Formulaire type (extrait)
• Vous allez subir une intervention chirurgicale importante le ………………………………………….
• Nous avons bien noté que vous vous opposez à la transfusion de sang total et dérivés.
• Vous acceptez la transfusion de (à définir avec le patient, puisqu’il n’y a pas de réel consensus sur certains produits et certaines techniques de transfusion autologue) …………………………
• Nous vous informons formellement cependant qu’un accident est toujours possible : ni les médecins, ni les techniques ne sont infaillibles.
• En cas d’urgence, seule la transfusion des produits sanguins que vous refusez peut vous sauver.
• Refuser ces produits met votre vie en danger : vous courrez un risque de mort.

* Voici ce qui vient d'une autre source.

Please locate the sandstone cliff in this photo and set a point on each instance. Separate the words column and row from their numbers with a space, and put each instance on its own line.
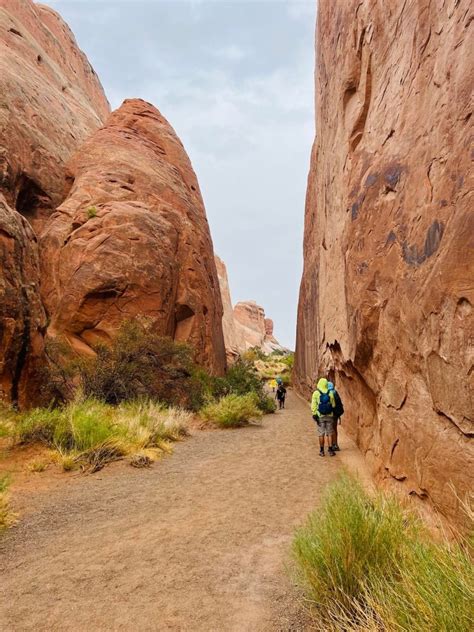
column 132, row 239
column 50, row 101
column 244, row 325
column 387, row 296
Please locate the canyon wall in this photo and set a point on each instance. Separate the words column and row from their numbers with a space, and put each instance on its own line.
column 50, row 101
column 244, row 325
column 132, row 239
column 387, row 294
column 95, row 226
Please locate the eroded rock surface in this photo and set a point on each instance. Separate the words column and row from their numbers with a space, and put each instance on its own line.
column 50, row 101
column 22, row 317
column 387, row 294
column 132, row 239
column 244, row 325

• Vous avez bien compris les risques auxquels vous êtes exposés. Vous êtes conscient que les thérapeutiques substitutives ne fournissent pas la solution à tout problème.
• Vous refusez toute transfusion de produit sanguin en connaissance de cause et vous vous y opposez fermement.
• Ce formulaire vous a été explicité par oral et laissé à votre réflexion pendant vingt-quatre heures.
• Vous maintenez votre opposition.
Date
Signature (du patient et de un ou deux témoins)
Source : Transfusion et témoin de Jéhovah, Gérard Janvier, Sophie Gromb
→ Circulaire ministérielle n° 22 du 6 mai 1995 relative aux droits des patients hospitalisés, actualisée le 2 mars 2006, sur www.sante.gouv.fr http://bit.ly/1MA8NR9
→ Circulaire DHOS/G n° 2005-57 du 2 février 2005 relative à la laïcité dans les établissements de santé http://bit.ly/1kREtbT
→ Avis du Conseil d’état du 3 mai 2000 concernant le principe de neutralité des agents de service public http://bit.ly/1lfWVKW
Le droit reconnaît-il le refus de soins ?
• Droit du malade, conséquence irréductible du droit de consentir reconnu comme l’un des fondements de la relation médicale, aussi bien par le Code civil que par le Code de la santé publique (CSP), le refus de soins est au cœur de vives discussions doctrinales et d’interprétations jurisprudentielles nuancées sur l’autonomie de l’individu et l’étendue de ses prérogatives sur son corps et sa vie. Posés par le juge à propos des refus de transfusion sanguine par les Témoins de Jéhovah, les termes du débat dépassent toutefois cette hypothèse exemplaire et couvrent diverses situations de rejet de traitement ou d’intervention : refus d’hospitalisation, de trachéotomie, de chimiothérapie, de perfusion, mais aussi rejet de césarienne ou d’alimentation dans le cas de grève de la faim ou d’anorexie.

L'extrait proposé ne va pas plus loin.